From molecule to municipality
Among >23,000 children living across Norway, we saw that the impact of children’s genes on their achievement depends on where they go to school. Higher-performing schools compensate for genetic differences between children.
To convince ourselves of the finding that children’s genetic makeup interacts with their schools, we needed to control for other differences between children in their family backgrounds and where they live. So, we built a dataset combining the Norwegian Mother Father and Child Cohort Study (MoBa) with several Norwegian administrative data sources, to capture parental genetics and socioeconomic status as well as school, neighbourhood, district, and municipality codes. We could then define ‘environment’ comprehensively, and distinguish the effects of environmental sub-components, for example making sure that school effects didn’t simply reflect socioeconomic differences between parents sending their children to each school, or wider geographical inequalities. Further, by including parental as well as child genetic data, we could set up a neat natural experiment: in effect, we could randomise children to schools regardless of their social backgrounds. Crucially, when parental genotypes are controlled for, the effects of children’s genes on their achievement reflect random genetic inheritance, disentangled from the effects of the environments which their parents selected. This randomisation comes from Mendel’s Laws, and as far as we know it hasn’t been used as a methodological tool in educational research before.

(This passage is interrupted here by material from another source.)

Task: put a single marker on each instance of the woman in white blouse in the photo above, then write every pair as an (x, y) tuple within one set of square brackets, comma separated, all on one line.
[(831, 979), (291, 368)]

Schools moderate genetic effects
The figure below demonstrates the interplay between children’s genetic makeup and their schools. The x-axis represents genetic probability of staying in education, which we estimated using polygenic indices (PGI) for educational attainment. PGI summarise, for every individual, their ‘load’ of all education-linked DNA variants. Here, children’s PGI reflect the education-linked genes they inherited randomly, almost like a randomised controlled trial. In the figure, each line represents the unique association between children’s education-PGI and their achievement for one school. The main point is that the lines all have different slopes – showing that the impact of genes depends on the school.
In a subset of schools where genes matter the most (blue), the education-PGI explains over 8% of the differences between children in achievement. Even though PGI are far from perfect measures of genetic propensity, this is much more than the total impact of residential environments: municipality, neighbourhood and district factors combined only explain 2%. However, in some schools where genes matter the least (red), the effect of students’ education-PGI on achievement is below 2%.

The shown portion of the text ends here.